The family would take it, in sorrow and in rage. But really, that’s the game, the way its set up, how the board is rigged, where the finger rests heavily on the scale, how the field tilts, who the refs are, how corrupt and greedy they are, and billions and billions in wealth to be taken, the wealth of the world is inexhaustible, more money than you could spend in a thousand lifetimes, but who cares? God bless unfettered Capitalism, nobody can put a limit on an American’s right to luxury a million times over, as if he had a million lives to spend it.
It’s Winners versus Losers, punk. It’s a clear choice, really. You can choose the side that wins every time– even if you personally keep losing big time you can still root for the Winners, bask in their glow. Or, you can side with the Losers, those who will always lose, always be screwed by those who can. Some are born with advantages, others with disadvantages. It’s up to you— pick a side.
So this disabled woman talking to Tom Asbrook complains that if the monthly check is decreased, if she’s told to buy a cheaper cut of meat, lose some weight, don’t use so much heat in the house, wear two sweaters inside, and a scarf and a hat, live like Gandhi, then she will suffer. The rest of us need it all, so let’s just say, to her and the millions like her: be quiet and have a blessed day.

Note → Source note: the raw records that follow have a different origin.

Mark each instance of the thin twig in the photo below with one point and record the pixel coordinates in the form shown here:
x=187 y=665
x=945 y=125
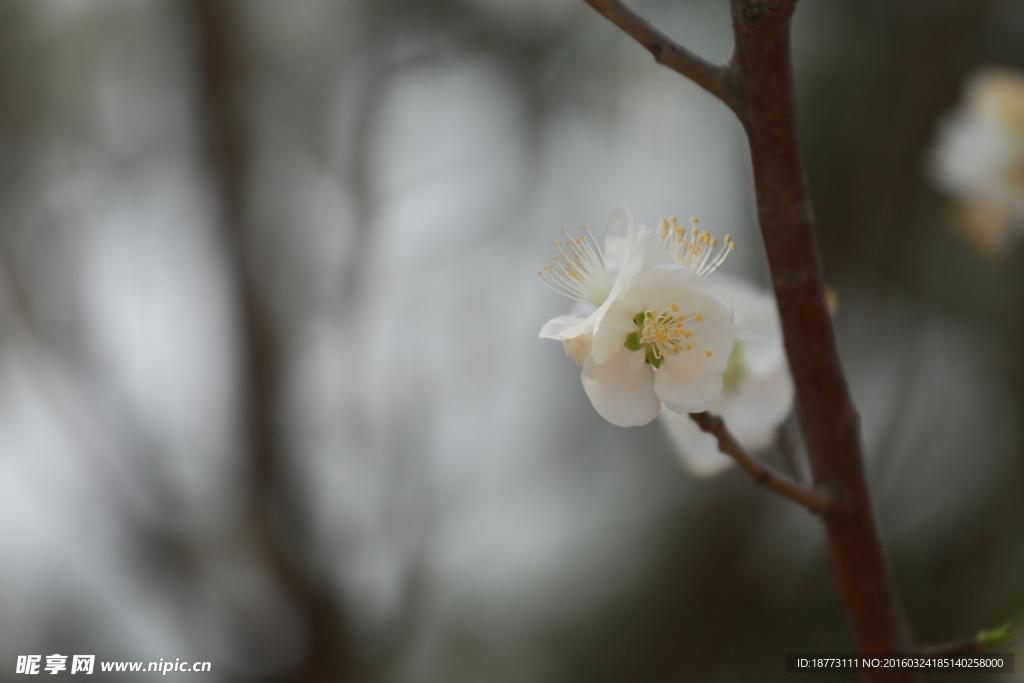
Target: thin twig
x=764 y=475
x=757 y=84
x=667 y=51
x=956 y=647
x=787 y=452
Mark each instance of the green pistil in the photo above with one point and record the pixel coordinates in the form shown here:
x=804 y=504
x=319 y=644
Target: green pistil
x=735 y=370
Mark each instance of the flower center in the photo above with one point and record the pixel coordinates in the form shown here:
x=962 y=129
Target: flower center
x=735 y=370
x=579 y=271
x=694 y=249
x=660 y=333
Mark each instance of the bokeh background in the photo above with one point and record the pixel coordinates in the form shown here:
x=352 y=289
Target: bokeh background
x=270 y=389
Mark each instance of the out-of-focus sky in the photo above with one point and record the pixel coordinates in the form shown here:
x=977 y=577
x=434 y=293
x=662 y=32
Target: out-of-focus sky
x=271 y=394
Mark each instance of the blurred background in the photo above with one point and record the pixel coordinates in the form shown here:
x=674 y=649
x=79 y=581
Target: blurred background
x=270 y=389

FN: Lebensunswertes Leben (from Wikipedia)
The phrase “life unworthy of life” (in German:“Lebensunwertes Leben”) was a Nazi designation for the segments of populace which had no right to live and thus were to be “euthanized“. The term included people with serious medical problems and those considered grossly inferior according to the racial policy of the Third Reich. This concept formed an important component of the ideology of Nazism and eventually helped lead to the Holocaust.[1] The euthanasia program was known as Action T4.